3 British men go on trial over alleged terror plot in UK
Headlines, World 03:16
The details of the plot emerged as the trial of three central plotters, Irfan Naseer, 31, Irfan Khalid, 27, and Ashik Ali, 27, began.
All of them were from Birmingham and were unemployed.
"Two of the alleged ringleaders had received terror training in Pakistan and made martyrdom videos to be released after they had blown themselves up", the court was told by prosecutor Brian Altman.
They were taught in bomb-making, how to use weapons and poisons before returning to the UK to recruit others for their plot.
That included arranging for others to be sent to Pakistan for training as well, Altman said.
They planned to detonate homemade bombs in up to eight rucksacks and may also have planned to blow others with bombs on timers, he said.
A total of 11 men and one woman were arrested by police on various terrorism charges September last year, the Telegraph reported.
The three men denied the terror charges on them. Altman, prosecuting, told the court, "In September 2011, and after, officers of the West Midlands Counter-Terrorism Unit arrested a number of young men from the Birmingham area, who are resident in this country."

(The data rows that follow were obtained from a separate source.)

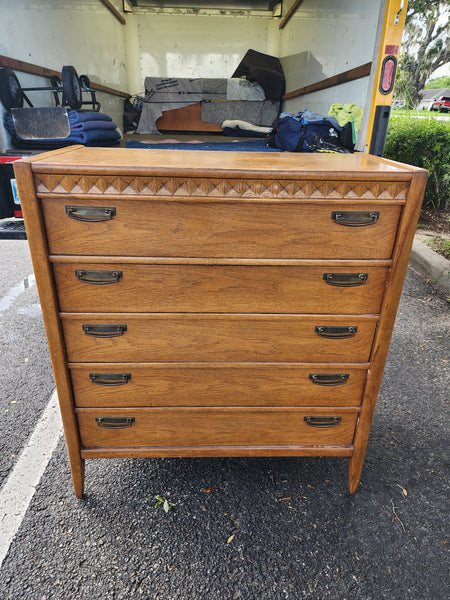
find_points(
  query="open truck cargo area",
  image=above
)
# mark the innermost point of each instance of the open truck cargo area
(205, 300)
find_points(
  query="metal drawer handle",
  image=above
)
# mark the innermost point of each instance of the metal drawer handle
(104, 330)
(345, 279)
(355, 219)
(91, 213)
(329, 379)
(336, 332)
(322, 422)
(110, 379)
(98, 277)
(115, 422)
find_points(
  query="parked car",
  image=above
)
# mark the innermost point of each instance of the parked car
(442, 105)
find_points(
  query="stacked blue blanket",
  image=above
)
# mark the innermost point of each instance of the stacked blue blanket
(88, 128)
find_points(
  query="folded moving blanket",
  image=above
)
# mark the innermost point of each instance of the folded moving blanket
(76, 117)
(90, 128)
(87, 125)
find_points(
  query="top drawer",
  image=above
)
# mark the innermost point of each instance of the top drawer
(220, 228)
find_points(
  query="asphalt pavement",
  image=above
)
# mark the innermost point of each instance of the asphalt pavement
(240, 528)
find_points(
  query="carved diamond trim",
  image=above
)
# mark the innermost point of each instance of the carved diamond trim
(107, 185)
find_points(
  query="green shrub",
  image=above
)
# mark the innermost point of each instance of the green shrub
(423, 142)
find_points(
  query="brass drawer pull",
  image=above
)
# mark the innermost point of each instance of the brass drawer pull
(345, 279)
(115, 422)
(329, 379)
(336, 332)
(104, 330)
(110, 379)
(91, 213)
(355, 219)
(98, 277)
(322, 422)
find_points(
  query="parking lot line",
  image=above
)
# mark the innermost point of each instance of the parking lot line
(16, 494)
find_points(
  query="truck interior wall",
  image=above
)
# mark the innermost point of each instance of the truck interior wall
(324, 38)
(200, 45)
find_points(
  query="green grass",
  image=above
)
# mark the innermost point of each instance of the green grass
(440, 245)
(417, 113)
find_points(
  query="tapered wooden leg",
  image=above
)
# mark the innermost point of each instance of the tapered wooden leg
(78, 477)
(355, 464)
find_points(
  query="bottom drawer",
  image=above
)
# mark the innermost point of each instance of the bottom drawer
(168, 427)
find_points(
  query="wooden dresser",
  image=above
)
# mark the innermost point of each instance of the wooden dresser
(218, 303)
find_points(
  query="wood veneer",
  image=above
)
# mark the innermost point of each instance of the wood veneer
(220, 296)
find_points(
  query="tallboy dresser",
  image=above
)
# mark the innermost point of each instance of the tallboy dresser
(217, 303)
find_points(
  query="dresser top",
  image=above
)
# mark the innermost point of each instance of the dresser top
(122, 161)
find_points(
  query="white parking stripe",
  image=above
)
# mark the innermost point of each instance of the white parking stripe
(20, 486)
(8, 299)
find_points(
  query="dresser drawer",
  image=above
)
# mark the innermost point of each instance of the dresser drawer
(181, 384)
(215, 427)
(217, 338)
(227, 229)
(122, 287)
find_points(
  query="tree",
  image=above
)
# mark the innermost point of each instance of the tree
(425, 47)
(439, 83)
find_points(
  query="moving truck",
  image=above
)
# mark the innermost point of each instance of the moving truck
(331, 51)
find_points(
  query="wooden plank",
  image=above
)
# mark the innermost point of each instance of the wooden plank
(402, 250)
(289, 14)
(344, 77)
(214, 426)
(198, 229)
(218, 384)
(174, 337)
(112, 9)
(214, 451)
(259, 289)
(32, 69)
(186, 118)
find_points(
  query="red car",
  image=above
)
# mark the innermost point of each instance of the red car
(442, 105)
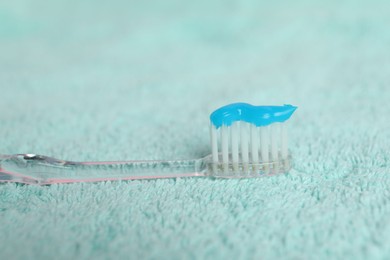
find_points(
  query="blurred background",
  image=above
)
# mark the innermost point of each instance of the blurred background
(128, 80)
(94, 80)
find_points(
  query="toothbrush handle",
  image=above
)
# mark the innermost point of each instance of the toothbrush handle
(42, 170)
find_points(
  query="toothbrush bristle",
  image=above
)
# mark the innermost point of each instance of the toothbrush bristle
(246, 150)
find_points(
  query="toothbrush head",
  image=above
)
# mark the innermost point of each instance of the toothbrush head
(249, 141)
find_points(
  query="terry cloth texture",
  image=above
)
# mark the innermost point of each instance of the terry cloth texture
(116, 80)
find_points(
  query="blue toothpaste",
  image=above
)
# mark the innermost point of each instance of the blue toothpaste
(257, 115)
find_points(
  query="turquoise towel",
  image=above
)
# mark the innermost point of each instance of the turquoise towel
(81, 80)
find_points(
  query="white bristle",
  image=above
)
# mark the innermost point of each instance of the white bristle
(274, 141)
(214, 143)
(249, 146)
(284, 141)
(264, 143)
(244, 143)
(254, 141)
(235, 136)
(225, 143)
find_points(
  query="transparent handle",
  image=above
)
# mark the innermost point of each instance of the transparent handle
(38, 169)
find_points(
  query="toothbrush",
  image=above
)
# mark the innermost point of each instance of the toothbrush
(246, 141)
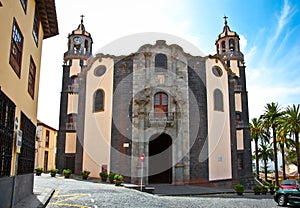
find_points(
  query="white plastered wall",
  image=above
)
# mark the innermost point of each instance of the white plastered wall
(97, 125)
(219, 147)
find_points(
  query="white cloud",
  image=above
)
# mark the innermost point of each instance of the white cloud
(243, 42)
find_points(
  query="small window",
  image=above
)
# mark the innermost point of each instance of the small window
(223, 46)
(36, 27)
(240, 161)
(99, 100)
(99, 71)
(218, 100)
(161, 102)
(161, 62)
(16, 49)
(47, 138)
(31, 78)
(231, 45)
(217, 71)
(24, 5)
(71, 121)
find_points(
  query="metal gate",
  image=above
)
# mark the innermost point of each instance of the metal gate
(26, 157)
(7, 115)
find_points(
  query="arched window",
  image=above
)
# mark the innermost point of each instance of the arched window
(223, 46)
(161, 62)
(71, 121)
(218, 100)
(231, 45)
(99, 100)
(161, 102)
(73, 84)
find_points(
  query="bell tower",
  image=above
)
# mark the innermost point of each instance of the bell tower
(79, 44)
(69, 144)
(228, 49)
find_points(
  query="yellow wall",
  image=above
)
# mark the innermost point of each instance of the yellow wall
(14, 87)
(219, 148)
(97, 131)
(41, 147)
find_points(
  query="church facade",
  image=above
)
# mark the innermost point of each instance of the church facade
(186, 115)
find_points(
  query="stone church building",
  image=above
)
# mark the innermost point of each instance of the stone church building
(187, 114)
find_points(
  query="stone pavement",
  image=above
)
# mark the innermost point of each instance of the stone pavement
(171, 190)
(38, 199)
(43, 194)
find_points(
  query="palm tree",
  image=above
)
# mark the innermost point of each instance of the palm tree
(292, 123)
(265, 152)
(283, 140)
(257, 132)
(271, 119)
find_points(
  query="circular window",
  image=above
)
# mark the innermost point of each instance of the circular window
(100, 70)
(217, 71)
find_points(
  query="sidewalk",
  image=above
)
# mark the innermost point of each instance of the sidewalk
(38, 199)
(42, 194)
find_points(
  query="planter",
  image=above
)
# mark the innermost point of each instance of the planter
(85, 174)
(67, 175)
(239, 193)
(118, 183)
(239, 188)
(38, 171)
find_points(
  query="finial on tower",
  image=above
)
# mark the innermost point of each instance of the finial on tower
(82, 16)
(225, 18)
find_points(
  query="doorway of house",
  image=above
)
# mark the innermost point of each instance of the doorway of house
(160, 159)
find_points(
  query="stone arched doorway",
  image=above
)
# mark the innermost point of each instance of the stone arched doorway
(160, 159)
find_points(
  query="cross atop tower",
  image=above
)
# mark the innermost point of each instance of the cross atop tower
(82, 16)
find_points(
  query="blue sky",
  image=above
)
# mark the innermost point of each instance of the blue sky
(269, 33)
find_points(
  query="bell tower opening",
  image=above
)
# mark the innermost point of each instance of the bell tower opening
(160, 159)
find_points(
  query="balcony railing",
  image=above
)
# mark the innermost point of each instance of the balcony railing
(161, 118)
(76, 53)
(71, 126)
(237, 88)
(241, 125)
(232, 55)
(74, 88)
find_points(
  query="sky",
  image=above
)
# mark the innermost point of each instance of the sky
(269, 34)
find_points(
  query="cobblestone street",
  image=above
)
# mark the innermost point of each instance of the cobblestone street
(84, 194)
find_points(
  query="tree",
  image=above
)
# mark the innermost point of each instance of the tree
(257, 132)
(292, 124)
(265, 152)
(283, 140)
(271, 118)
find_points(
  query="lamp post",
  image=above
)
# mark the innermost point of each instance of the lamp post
(142, 162)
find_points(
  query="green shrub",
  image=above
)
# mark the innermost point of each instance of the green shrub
(111, 177)
(103, 174)
(67, 173)
(118, 177)
(54, 171)
(40, 170)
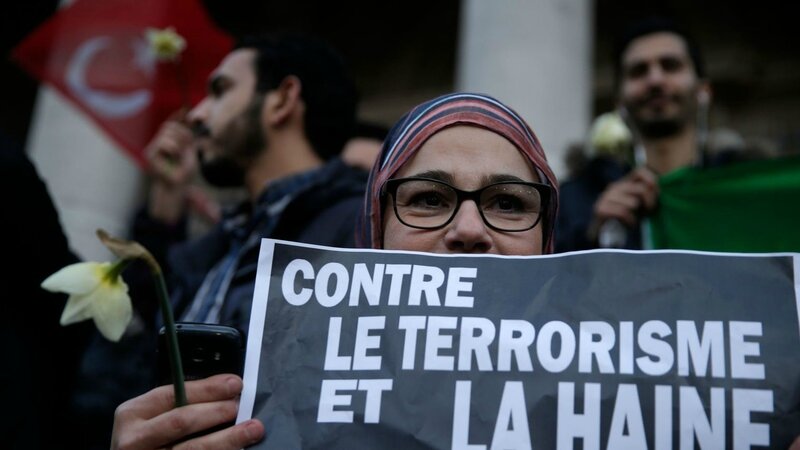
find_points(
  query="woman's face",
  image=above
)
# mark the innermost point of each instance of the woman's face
(468, 158)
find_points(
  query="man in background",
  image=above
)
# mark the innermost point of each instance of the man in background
(277, 114)
(663, 93)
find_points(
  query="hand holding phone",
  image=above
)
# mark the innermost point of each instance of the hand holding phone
(206, 350)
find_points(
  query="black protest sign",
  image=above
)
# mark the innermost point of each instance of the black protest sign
(373, 349)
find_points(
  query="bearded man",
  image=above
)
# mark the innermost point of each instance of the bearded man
(663, 93)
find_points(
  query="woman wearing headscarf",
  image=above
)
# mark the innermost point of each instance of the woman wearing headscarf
(445, 151)
(456, 147)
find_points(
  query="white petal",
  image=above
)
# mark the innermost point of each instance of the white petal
(77, 309)
(112, 311)
(80, 278)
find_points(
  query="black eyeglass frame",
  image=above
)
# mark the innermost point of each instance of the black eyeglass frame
(391, 185)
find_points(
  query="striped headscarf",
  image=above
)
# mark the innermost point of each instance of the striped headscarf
(427, 119)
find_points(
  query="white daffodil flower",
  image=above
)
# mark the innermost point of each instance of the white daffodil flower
(609, 134)
(96, 291)
(165, 44)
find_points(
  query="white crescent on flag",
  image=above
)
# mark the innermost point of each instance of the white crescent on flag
(107, 104)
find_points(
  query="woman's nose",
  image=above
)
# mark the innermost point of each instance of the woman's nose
(467, 232)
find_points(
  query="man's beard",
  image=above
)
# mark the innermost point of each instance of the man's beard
(241, 140)
(662, 126)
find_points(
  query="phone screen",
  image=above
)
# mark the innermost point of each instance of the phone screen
(206, 350)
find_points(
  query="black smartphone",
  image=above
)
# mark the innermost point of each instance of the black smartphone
(206, 350)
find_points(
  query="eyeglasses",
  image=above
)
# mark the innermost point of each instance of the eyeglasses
(505, 206)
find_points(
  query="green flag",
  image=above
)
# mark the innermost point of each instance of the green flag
(749, 206)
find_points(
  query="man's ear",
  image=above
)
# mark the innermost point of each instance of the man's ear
(283, 102)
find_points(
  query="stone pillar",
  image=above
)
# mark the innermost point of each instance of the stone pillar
(94, 184)
(535, 56)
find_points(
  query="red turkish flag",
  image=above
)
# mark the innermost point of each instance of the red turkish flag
(96, 54)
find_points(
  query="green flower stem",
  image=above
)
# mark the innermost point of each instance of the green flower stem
(172, 340)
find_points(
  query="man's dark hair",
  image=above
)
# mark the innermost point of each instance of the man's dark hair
(651, 25)
(327, 89)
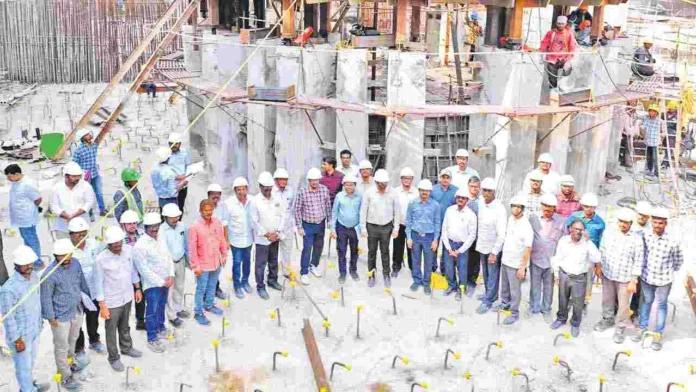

"With it the police successfully disrupted a plan to commit an act or acts of terrorism on a scale potentially greater than the London bombings in July 2005, if it had been allowed to run its course," he said.
"Although the finer details had not been worked out and agreed upon, the defendants were proposing to detonate up to eight rucksack bombs in a suicide attack and/or detonate bombs on timers in crowded areas in order to cause mass deaths and casualties. As you will hear, one of them was even to describe their plan as 'another 9/11'," Altman said.
"The defendants are jihadists, extremists, influenced, in particular, but not exclusively, by the lectures and writings of Anwar Al-Awlaki, a US-born extremist of Yemeni descent, and an affiliate of al-Qaeda on the Arabian Peninsula," he added.
Awlaki was killed by a drone attack just 12 days after the three men were arrested.
"Each of the defendants made the deliberate decision to become a terrorist, following, what they believed to be, the right path dictated by their extreme religious and ideological beliefs," Altman said.